An unsettling urban legend claims that there are as many rats as people in New York City. But that's simply not true, according to a statistician who found that a generous estimate for the rat population would actually be 2 million — far fewer than New York's 8 million humans.
To estimate animal populations, ecologists often use a "capture–recapture" method. First, researchers capture and mark a random sample of a species, and then later, they round up a second random sample of the animals. Based on the percentage of marked animals recaptured in the second batch, ecologists can estimate the species' total population in a given area. But Jonathan Auerbach, a doctoral student in the statistics department at Columbia University, said that the city's Department of Health and Mental Hygiene was not keen on having a large-scale rodent-releasing experiment in New York.
Instead, Auerbach turned to a wealth of data on rat sightings collected by the 311 information and service hotline, where New Yorkers can file complaints about noise or rodents, get updates on parking regulations, or even request a tree to be planted on their block. [What Really Scares People: Top 10 Phobias]
The researcher looked at rat sightings on New York's 842,000 property lots, during the first half of 2010 and then during the first half of 2011. The percentage of "recaptured" lots (or lots that had rat sightings in both 2010 and 2011) helped Auerbach determine that 40,500 (or 4.75 percent) of all New York's lots were rat infested.

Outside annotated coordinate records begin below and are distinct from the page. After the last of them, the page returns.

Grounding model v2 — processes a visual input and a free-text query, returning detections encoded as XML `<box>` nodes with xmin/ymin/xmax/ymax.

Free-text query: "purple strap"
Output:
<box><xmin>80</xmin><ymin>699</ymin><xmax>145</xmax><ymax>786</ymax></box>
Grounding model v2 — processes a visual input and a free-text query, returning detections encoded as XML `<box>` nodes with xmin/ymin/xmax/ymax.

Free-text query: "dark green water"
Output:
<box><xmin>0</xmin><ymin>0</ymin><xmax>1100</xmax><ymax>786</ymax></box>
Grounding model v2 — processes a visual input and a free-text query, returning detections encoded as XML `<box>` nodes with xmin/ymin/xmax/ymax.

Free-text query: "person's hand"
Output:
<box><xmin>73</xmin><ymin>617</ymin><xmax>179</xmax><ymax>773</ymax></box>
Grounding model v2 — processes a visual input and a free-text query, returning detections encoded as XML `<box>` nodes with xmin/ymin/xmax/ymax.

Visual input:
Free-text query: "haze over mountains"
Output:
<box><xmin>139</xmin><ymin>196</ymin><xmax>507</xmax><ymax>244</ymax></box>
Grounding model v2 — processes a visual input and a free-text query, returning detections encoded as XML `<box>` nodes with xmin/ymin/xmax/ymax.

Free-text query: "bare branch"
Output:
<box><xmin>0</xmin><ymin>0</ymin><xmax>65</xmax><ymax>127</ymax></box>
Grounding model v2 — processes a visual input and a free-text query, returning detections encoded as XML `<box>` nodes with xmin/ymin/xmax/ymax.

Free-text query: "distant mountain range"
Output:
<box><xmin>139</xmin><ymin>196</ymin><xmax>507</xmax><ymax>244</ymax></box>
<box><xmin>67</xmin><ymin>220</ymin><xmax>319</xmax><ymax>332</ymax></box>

Assuming a typical rat colony has 40 to 50 members, he estimated the total rat population in the city is 2 million. But even that number might be an overestimation, Auerbach said.
"This is because we treat every lot with at least one rat sighting as evidence that a full colony of rats inhabited the lot for the duration of the study period," Auerbach wrote in the journal Significance. "However, it is possible that the territory of one rat colony encompasses several lots."